Is there $(f_n)\subset C^\infty_c (I)$ such that $\|f_n - 1_{[a, b]} \|_{L^2 (I)} \to 0$ and $\| f_n'\|_{L^2 (I)} \to 0$?

Question

Let $I$ be the open interval $(0, 1)$. Let $a, b \in I$ with $a < b$. I would like to approximate the characteristic function $f :=1_{[a, b]}$ in the following sense: we construct a sequence $(f_n) \subset C^\infty_c (I)$ such that

1. $f_n \ge 0$.
2. $\| f_n - f \|_{L^2 (I)} \to 0$.
3. $\| f_n'\|_{L^2 (I)} \to 0$.

We define $g_n$ as follows

• $g_n (x) = 0$ for $x \in (0, a - \frac{1}{n}) \cup (b + \frac{1}{n}, 1)$.
• $g_n (x) = 1$ for $[a, b]$.
• $g_n (x) = n(x-a + \frac{1}{n})$ for $x \in [a - \frac{1}{n}, a)$.
• $g_n (x) = n(-x + b + \frac{1}{n})$ for $x \in [b, b + \frac{1}{n})$.

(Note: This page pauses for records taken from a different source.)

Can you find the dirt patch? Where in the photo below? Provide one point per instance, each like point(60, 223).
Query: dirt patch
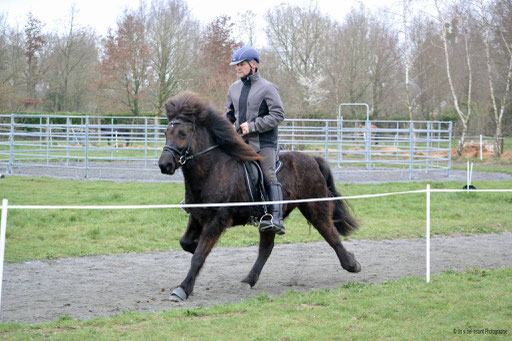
point(97, 286)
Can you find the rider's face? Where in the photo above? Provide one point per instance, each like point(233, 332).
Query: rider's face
point(243, 69)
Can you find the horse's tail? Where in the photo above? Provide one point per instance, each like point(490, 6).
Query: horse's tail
point(343, 220)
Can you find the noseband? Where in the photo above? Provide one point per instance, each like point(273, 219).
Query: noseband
point(184, 154)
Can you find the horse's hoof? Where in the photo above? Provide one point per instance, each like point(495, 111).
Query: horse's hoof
point(244, 285)
point(356, 268)
point(178, 295)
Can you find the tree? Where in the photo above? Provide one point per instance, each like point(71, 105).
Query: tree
point(34, 43)
point(172, 38)
point(347, 62)
point(126, 62)
point(214, 74)
point(501, 16)
point(300, 50)
point(74, 57)
point(464, 115)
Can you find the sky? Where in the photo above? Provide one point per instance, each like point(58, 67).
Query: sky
point(102, 14)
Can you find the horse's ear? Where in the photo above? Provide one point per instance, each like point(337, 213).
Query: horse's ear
point(169, 106)
point(227, 138)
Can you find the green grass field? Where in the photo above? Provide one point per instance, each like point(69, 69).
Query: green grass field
point(474, 304)
point(452, 304)
point(48, 234)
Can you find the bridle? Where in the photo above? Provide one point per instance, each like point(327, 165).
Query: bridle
point(184, 154)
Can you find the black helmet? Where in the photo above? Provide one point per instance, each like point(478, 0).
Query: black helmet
point(245, 53)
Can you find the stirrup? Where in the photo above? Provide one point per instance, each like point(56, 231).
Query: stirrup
point(267, 224)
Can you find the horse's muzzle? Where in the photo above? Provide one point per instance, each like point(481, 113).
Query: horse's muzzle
point(167, 163)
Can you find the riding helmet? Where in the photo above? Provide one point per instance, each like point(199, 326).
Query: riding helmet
point(245, 53)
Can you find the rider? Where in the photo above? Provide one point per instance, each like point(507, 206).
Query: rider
point(253, 104)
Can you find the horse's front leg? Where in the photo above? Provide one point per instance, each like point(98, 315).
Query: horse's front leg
point(209, 236)
point(264, 251)
point(190, 238)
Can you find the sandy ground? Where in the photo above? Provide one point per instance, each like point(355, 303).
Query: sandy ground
point(138, 171)
point(96, 286)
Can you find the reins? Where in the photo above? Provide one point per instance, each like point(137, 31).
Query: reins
point(184, 154)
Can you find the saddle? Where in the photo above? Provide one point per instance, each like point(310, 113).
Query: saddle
point(256, 184)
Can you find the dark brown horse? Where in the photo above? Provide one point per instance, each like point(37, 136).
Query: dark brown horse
point(205, 145)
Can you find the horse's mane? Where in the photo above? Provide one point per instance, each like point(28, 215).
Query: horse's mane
point(193, 108)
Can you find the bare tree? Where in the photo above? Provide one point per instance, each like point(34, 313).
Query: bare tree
point(214, 74)
point(34, 43)
point(488, 29)
point(126, 62)
point(347, 62)
point(74, 58)
point(247, 27)
point(173, 37)
point(463, 115)
point(300, 50)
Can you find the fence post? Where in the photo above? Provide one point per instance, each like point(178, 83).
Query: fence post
point(340, 140)
point(3, 227)
point(86, 146)
point(368, 143)
point(450, 125)
point(10, 165)
point(411, 149)
point(293, 135)
point(429, 146)
point(427, 236)
point(480, 147)
point(156, 137)
point(327, 141)
point(145, 142)
point(47, 140)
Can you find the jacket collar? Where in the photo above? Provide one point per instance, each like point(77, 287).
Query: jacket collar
point(252, 78)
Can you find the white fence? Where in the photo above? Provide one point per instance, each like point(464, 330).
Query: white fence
point(428, 191)
point(85, 143)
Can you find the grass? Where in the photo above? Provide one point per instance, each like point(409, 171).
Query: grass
point(49, 234)
point(453, 305)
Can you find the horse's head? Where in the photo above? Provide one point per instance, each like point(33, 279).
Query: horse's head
point(180, 136)
point(195, 127)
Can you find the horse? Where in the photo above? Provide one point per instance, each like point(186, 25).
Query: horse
point(203, 142)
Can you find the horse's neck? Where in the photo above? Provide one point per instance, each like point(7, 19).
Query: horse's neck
point(198, 172)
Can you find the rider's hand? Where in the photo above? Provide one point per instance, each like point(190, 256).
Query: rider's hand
point(245, 128)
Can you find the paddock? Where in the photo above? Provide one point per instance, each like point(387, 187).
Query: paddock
point(96, 286)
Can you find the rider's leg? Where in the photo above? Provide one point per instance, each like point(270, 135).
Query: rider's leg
point(268, 166)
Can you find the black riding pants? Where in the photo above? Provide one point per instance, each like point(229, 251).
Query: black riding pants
point(268, 165)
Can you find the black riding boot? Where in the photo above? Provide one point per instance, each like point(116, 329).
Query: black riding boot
point(275, 223)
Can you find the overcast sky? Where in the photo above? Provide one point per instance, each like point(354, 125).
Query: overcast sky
point(102, 14)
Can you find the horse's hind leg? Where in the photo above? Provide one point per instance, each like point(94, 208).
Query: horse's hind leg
point(316, 214)
point(265, 249)
point(209, 236)
point(190, 238)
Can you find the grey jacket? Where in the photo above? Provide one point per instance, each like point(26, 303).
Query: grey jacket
point(264, 111)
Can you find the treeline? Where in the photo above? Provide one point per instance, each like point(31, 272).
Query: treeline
point(419, 61)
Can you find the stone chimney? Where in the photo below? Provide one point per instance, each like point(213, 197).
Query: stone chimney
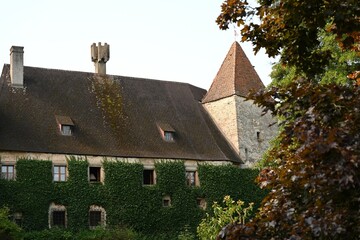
point(17, 66)
point(100, 55)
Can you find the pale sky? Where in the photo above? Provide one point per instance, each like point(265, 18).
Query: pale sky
point(173, 40)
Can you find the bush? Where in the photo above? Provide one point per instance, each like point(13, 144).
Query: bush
point(233, 213)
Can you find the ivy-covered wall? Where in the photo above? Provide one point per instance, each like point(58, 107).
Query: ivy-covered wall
point(122, 195)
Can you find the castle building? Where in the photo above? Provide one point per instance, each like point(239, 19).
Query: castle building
point(52, 114)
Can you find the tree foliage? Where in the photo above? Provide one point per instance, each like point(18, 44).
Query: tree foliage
point(315, 185)
point(291, 28)
point(340, 65)
point(232, 213)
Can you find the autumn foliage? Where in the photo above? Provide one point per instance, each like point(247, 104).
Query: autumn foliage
point(314, 175)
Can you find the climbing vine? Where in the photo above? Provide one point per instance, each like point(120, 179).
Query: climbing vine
point(122, 194)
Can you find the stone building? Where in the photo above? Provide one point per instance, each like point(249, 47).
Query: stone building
point(52, 114)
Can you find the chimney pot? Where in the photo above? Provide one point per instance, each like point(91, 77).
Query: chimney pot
point(17, 66)
point(100, 55)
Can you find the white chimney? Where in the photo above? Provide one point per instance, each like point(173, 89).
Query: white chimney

Then $(g_n) \subset H^1_0 (I)$ satisfies above three conditions. However, $g_n \notin C^\infty (I)$. Could you explain how to get my desired $(f_n)$?

Answer 1

You are wrong in claiming that $\| g_n'\|_{L^2 (I)} \to 0$. Indeed, $\| g_n'\|_{L^2 (I)}^2 = 2n$. On the other hand, such sequence $(f_n)\subset C^\infty_c (I)$ could not exist. This is due to the following remark at page 204 of Brezis' Functional Analysis:

Remark 4. It is convenient to keep in mind the following fact, which we have used in the proof of Proposition 8.1: let $\left(u_n\right)$ be a sequence in $W^{1, p}$ such that $u_n \rightarrow u$ in $L^p$ and $\left(u_n^{\prime}\right)$ converges to some limit in $L^p$; then $u \in W^{1, p}$ and $\left\|u_n-u\right\|_{W^{1, p}} \rightarrow 0$. In fact, when $1<p \leq \infty$ it suffices to know that $u_n \rightarrow u$ in $L^p$ and $\left\|u_n^{\prime}\right\|_{L^p}$ stays bounded to conclude that $u \in W^{1, p}$ (see Exercise 8.2).